Читать «Добрый мэр» онлайн - страница 5

Эндрю Николл

От Стопака исходил запах шпатлевки и побелки. На серой сорочке, которую он надевал на ночь, виднелись пятна краски; краска была у него и под ногтями, а его храп напоминал Агате рев парового катка, который она однажды видела на Речной улице, когда возвращалась с работы домой.

Стопак храпел всегда, но раньше, когда они еще только поженились, это Агату ничуть не смущало. В те годы в их постели было тепло, и Стопак каждую ночь засыпал, прижавшись к ее пухлому розовому телу; его голова покоилась на ее большой белоснежной груди, его тело, словно одеяло, укрывало тело жены, одна рука пребывала между ее ног, а другая — под подушкой. И он, утомленный, лежал и храпел, а Агата, сияя от счастья, перебирала пальцами его волосы и шептала на ушко о своей любви.

Она хорошо его кормила. Прибежав с работы, она каждый раз успевала приготовить что-нибудь вкусненькое до того, как Стопак возвращался домой и усаживался за стол, покрытой скатертью с желтыми маргаритками. Однако в те времена Стопак никогда не садился за стол, не бросившись предварительно к Агате со стремительностью атакующего медведя. Обхватив ее и расцеловав, он пускался с ней в пляс по кухне, пока она, заливаясь смехом, не стукала его легонько толкушкой для картофеля и не усаживала на деревянный стул с прямой жесткой спинкой.
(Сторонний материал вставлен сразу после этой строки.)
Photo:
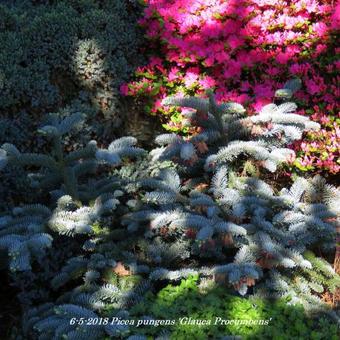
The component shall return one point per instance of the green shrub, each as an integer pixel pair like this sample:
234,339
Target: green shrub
189,300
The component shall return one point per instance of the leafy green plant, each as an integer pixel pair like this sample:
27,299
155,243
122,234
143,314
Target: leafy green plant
191,301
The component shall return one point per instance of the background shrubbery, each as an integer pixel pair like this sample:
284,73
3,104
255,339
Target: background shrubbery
95,228
246,50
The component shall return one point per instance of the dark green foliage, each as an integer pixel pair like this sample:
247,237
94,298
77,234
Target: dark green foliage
191,300
47,47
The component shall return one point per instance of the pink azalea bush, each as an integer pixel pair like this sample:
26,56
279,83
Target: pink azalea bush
245,50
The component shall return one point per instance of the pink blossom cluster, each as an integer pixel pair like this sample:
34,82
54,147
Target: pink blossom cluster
245,49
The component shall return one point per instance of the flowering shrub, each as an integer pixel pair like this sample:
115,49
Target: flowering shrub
245,49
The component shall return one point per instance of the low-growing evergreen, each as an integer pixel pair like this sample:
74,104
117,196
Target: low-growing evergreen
184,208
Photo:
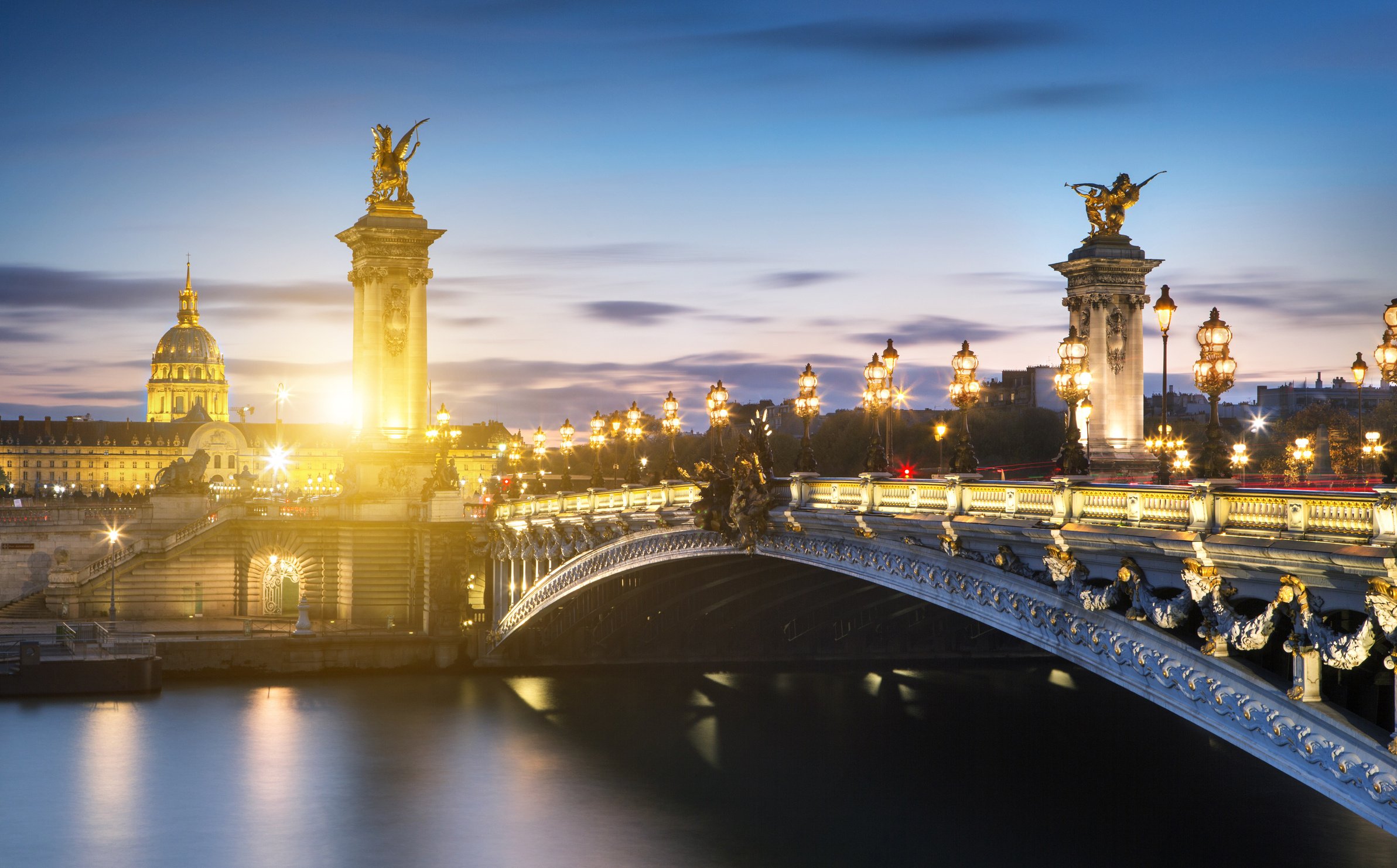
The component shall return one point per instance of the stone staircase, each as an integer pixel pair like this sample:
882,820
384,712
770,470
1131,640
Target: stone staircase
31,607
«Хватит! — кричала она. — Сила еще понадобится тебе попозже!» Потом она награждала его многообещающим поцелуем и кормила: ростбифом с жареной картошкой, домашним пирогом с дичью, отличным сыром, пирожными с заварным кремом и хрустящей сахарной корочкой; и, пока он ел, рассказывала обо всем, что случилось за день: кто был на приеме у мэра, как по Ратуше водили школьную экскурсию, как шляпа начальника полиции упала в ведро Петера Ставо, а вытащили ее уже совершенно белюсенькой, — и они вместе смеялись.

А потом, когда Стопак управлялся с ужином, Агата вставала со своего места, поднимала юбку и запрыгивала на него, и заключала его в объятия, и теребила его волосы, и целовала, целовала, целовала, а потом они падали в постель и в конце концов засыпали — грязная посуда могла подождать до утра. Тогда она любила его. Она любила его и теперь — но иначе. По-другому. Теперь ее любовь походила на любовь к старому слепому псу. Любовь-жалость. Любовь, недостаточно сильная для того, чтобы снять ружье со стены над камином и совершить акт милосердия.
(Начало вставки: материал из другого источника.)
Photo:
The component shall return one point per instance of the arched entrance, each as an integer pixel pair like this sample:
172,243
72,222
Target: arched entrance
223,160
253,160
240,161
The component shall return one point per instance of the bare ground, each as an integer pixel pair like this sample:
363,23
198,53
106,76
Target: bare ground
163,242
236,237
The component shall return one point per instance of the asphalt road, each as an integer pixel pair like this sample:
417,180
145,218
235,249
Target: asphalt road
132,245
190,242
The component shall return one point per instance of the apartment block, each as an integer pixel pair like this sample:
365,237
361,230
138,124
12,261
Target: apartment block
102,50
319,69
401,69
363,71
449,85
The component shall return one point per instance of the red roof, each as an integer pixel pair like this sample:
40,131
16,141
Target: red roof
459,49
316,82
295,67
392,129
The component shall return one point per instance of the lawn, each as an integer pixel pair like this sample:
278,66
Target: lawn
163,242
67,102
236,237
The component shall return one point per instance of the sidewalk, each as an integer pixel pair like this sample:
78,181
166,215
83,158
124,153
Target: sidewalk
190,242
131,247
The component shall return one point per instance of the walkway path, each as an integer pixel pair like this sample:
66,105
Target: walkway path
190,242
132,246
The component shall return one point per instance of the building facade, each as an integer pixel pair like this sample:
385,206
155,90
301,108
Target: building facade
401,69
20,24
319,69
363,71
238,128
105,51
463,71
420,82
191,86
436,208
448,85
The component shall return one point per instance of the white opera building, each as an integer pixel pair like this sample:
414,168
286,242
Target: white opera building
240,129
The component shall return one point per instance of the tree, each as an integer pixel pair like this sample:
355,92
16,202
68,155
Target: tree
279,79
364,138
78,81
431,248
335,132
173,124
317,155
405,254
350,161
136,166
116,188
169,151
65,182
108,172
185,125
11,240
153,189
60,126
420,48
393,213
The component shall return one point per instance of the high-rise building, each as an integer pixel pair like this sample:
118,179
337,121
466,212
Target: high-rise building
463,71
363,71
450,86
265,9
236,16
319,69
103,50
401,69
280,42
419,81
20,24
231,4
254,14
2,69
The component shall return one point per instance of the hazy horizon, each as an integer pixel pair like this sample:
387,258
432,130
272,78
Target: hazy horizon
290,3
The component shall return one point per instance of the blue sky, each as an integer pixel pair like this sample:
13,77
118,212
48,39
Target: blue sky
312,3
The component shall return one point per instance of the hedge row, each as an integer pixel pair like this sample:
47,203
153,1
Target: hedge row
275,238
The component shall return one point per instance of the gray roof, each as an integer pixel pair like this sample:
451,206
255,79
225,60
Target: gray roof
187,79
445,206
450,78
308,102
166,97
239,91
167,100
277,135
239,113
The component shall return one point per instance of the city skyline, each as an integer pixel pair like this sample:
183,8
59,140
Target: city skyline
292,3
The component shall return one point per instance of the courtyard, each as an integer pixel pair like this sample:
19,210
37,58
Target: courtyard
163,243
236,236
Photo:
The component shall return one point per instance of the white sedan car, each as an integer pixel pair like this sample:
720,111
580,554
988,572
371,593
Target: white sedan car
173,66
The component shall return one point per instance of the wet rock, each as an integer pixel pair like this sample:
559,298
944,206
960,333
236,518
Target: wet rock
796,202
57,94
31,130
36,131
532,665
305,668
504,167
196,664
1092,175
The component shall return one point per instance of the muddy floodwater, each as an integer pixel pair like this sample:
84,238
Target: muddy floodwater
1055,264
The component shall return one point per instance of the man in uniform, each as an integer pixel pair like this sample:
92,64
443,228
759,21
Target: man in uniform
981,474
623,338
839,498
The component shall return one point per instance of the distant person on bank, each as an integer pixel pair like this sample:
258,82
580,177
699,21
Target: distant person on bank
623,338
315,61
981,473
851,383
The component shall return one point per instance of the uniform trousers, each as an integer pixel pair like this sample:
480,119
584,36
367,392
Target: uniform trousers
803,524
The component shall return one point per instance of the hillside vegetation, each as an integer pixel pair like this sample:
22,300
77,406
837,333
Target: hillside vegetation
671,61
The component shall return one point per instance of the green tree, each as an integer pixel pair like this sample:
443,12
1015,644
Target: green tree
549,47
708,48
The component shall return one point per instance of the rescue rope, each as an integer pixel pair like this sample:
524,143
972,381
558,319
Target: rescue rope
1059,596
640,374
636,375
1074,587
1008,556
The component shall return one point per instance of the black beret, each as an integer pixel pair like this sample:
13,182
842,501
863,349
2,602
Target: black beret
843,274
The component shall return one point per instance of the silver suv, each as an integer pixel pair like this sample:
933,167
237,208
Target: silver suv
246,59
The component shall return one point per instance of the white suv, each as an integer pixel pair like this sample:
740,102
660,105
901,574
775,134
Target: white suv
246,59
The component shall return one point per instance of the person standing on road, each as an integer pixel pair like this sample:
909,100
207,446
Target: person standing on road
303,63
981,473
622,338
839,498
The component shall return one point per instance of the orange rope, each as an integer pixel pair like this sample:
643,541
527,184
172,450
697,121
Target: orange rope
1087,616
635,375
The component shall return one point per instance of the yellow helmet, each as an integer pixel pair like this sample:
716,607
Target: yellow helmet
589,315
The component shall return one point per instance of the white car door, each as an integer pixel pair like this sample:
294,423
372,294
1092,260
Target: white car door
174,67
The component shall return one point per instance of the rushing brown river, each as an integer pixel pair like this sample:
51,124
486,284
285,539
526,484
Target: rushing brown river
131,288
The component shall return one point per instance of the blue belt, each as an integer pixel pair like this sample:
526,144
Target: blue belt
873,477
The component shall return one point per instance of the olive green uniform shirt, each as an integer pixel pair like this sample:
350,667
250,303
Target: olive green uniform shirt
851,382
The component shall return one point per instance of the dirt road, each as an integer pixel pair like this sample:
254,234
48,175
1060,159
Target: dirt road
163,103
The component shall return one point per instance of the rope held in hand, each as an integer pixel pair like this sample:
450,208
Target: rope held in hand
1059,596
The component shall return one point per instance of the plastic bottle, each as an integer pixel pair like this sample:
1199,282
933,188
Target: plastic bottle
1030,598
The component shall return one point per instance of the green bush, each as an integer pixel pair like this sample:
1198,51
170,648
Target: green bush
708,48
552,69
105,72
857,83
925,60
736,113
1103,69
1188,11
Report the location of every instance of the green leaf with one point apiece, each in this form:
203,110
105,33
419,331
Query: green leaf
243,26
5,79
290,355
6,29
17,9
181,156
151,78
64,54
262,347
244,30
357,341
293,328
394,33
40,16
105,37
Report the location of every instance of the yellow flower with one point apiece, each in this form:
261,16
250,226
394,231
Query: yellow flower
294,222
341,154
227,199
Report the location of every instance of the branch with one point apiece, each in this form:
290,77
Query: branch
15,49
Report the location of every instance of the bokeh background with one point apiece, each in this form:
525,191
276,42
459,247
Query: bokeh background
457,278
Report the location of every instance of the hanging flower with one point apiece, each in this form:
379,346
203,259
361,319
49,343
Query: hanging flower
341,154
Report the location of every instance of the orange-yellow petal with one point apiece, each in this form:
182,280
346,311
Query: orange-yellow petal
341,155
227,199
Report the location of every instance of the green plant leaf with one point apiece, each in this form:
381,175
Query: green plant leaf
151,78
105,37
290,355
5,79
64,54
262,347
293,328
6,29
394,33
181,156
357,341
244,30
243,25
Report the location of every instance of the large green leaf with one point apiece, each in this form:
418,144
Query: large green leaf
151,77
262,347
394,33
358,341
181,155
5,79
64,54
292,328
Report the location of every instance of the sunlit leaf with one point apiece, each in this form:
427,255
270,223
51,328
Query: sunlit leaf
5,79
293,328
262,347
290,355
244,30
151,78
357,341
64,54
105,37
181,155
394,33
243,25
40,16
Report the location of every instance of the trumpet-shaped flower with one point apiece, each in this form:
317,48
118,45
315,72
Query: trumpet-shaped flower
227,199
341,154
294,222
Она продолжала любить его, потому что он был первым мужчиной, которого она полюбила, первым, с кем она разделила ложе, — а для такой женщины, как Агата, это всегда что-нибудь да будет значить. Она продолжала любить его, потому что когда-то у них была замечательная дочурка — и много лет назад Стопак стоял, склонившись переломанным пугалом над маленькой кроваткой с мертвым ребенком, и плакал навзрыд. Она продолжала любить его, потому что его коммерческие дела шли хуже некуда, потому что он был сломан и жалок. Она любила его так, как любят плюшевого медведя, игрушку детства, — не самого по себе, а как воспоминание о том, чем он был и что значил для тебя давным-давно. Не так, совсем не так должен быть любим мужчина!